Our regular visits to Paris always began with a visit to James Henry’s Bones, a place which features strongly in the book. We would go to Bones both for the sublime food and the very strong list of natural-only wines. Unfortunately James closed Bones so we have had to change our habits! Now we have to make a decision. Will it be one of the newer offerings such as Le Servan, Clamato, Ellsworth, Clown Bar and Martin or will we go to an old favourite such as LeDauphin, Le Baratin, Le Verre Volé, or l’Ami Jean?
Notice that we haven’t mentioned our favourite Parisian restaurant Septime – we always try to go there on our last day in France because it ensures a fitting finale to the trip.
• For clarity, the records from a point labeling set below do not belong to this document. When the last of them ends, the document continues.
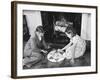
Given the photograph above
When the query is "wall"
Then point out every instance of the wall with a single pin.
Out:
(33, 20)
(5, 40)
(86, 26)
All of these restaurants have a strong natural wine program and all are in the book except for Le Baratin.
Jane Sigal has assembled a book of recipes from the new-wave restaurants in Paris that have had such a positive effect on the dining experience in that city and re-established Paris as one of the great dining destinations of the world.
However, it is not just a book of recipes. The author chronicles the rise of restaurants serving bistro food with a gastronomic sensibility (from where the word is derived). But there is another layer in the information provided which is important.
She also chronicles where the chefs worked before they opened their restaurants. Almost without exception the chefs have impeccable credentials from serious restaurants such as l’Arpege, La Meurice, Louis XV, l’Atelier du Joël Robuchon, Troisgros and Pierre Gagnaire.
They all bring much of the precision and love of great ingredients to their new ventures, as well as the discipline that’s required to run a great kitchen. What is missing are the most expensive ingredients and the frippery and the high price tags. It is possible to eat in many of the restaurants mentioned in the book for around 30to 40 Euros and considerably less at lunch time.
The book would not be complete, of course, without paying due respect to Yves Camdeborde who setup La Régelade in 1992 after leaving his prestigious position at the Hôtel de Crillon. His new restaurant was a bare bones affair always with a queue out the door. However the food he served was a different matter. The waiting staff passed around large terrines from which the diners cut their own tranche. Offal was ever present. Desserts were not fussy, but were delicious.
Camdeborde’s success saw other high-end chefs follow his lead and open similar establishments such as l’Ami Jean (home of the best rice pudding on the planet) and Café Constant.
At the same time pioneers of the natural wine movement such as Jean-Pierre Robinot (l’Angevin), Nicolas Carmarans (Café de la Nouvelle Mairie) and Pierre Jancou (La Crèmerie) were opening wine bars featuring natural wines and staying open late. There was a natural synergy between these late night bars and the chefs who were beginning the neo-bistro revolution, so they started stocking these interesting new wines that were taking hold in Paris.
When Jancou later opened his own restaurant, Racines, he not only brought with him the natural wines that he had served at his previous bars, but also the very best produce for the kitchen. We still fondly remember the quality of the Colonnata lardo that we always started with and the quality of the organic vegetables that he sourced from Alain Passard’s garden.
And now fast forward to the present where cosy bistros serving natural wine are in every arrondissement of Paris with the epicentre being the 11th. Here Septime, Le Chateaubriand, Le Dauphin, Le Servan, La Buvette, Aux Deux Amis, Clown Bar, Au Passage, Martin, Pierre Sang, 6036, Le 6 Paul Bert and Yard all make their contributions to the vibrant dining scene.
So, try out some of the recipes such as the green lentil soup from Camdeborde with his trademark tapioca or the leeks vinaigrette with vin jaune sabayon from Frenchie or tuna with raspberries and shaved golden beets from Clown Bar, charred squid with boudin noir, peas and herb oil from Australian Shaun Kelly who used to cook at Au Passage and Yard or the amazing dish of cashew-stuffed guinea hen with cauliflower steaks that Le Servan chef Tatiana Levha cooks in a single skillet.
There are over 100 recipes, making this book an excellent purchase. It is also an extremely useful book for planning a trip to Paris!